Tu sei quella persona che ho visto oggi camminare sulla sabbia. Ma cambierai presto nel mio ricordo, diventerai una figura vaga, un corpo di donna che avrà la tua faccia, più simile al volto che avrò davanti nel mio futuro che non a quello vivo e vero che oggi ha generato il ricordo. Il mare in cui correvi non sarà quel mare di oggi, ma un mare costruito dal mio cervello mescolando quel mare con tutti gli altri mari che ho visto e vedrò. E lo stesso sarà per la sabbia. E per il cielo. E per il vento. Lo stesso sarà con te. Ricorderò una donna inventata che corre su una spiaggia inventata al suono di un mare inventato sotto un cielo chiaro che è la somma di tutti i cieli luminosi che ho visto, che vedrò.

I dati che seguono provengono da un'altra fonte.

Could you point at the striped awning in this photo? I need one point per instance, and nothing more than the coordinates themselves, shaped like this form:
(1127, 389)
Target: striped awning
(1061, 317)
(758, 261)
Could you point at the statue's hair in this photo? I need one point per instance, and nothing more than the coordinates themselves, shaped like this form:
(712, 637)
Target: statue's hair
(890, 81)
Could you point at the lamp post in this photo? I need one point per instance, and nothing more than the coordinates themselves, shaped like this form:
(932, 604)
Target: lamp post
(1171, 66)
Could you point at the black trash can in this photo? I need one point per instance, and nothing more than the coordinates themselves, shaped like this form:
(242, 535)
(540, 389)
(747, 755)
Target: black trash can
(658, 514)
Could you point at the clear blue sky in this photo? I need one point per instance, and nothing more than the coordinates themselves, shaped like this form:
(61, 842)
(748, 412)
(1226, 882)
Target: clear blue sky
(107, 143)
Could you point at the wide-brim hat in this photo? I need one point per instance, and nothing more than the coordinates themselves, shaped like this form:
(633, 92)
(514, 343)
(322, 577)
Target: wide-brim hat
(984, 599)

Oggi, fotografandoti, ho conquistato una visione nuova del tuo corpo, di te. E così voglio dare forza a un paradosso: provo a conservarti immutata pur sapendo bene di non poterlo fare. Fotografandoti ti colgo adesso per quello che adesso sei. Non i tuoi pensieri, l'umore, il suono del tuo cuore, certo. Ma un'immagine almeno, questo sì. Un'immagine che sei tu. O almeno una parte di te. E così riesco a mantenere immobile nel tempo questa immagine di te che tu ora mi regali. La memoria cercherà di ingannarmi. Domani ti ricorderò diversa da quello che ora sei. Ma queste fotografie riusciranno ancora a raccontarmi di te quel che oggi ho visto. Quello che sei oggi, adesso. Serena bagnata, Serena sorridente, Serena pianeta vicino e lontanissimo, Serena insondabile, Serena arrendevole, un teatro per la rappresentazione di un inganno.
Questo è un regalo che io faccio al mio io futuro. E un regalo che faccio a te, lanciando in una quasi-immortalità una piccola parte di te compressa in pochi metri di pellicola.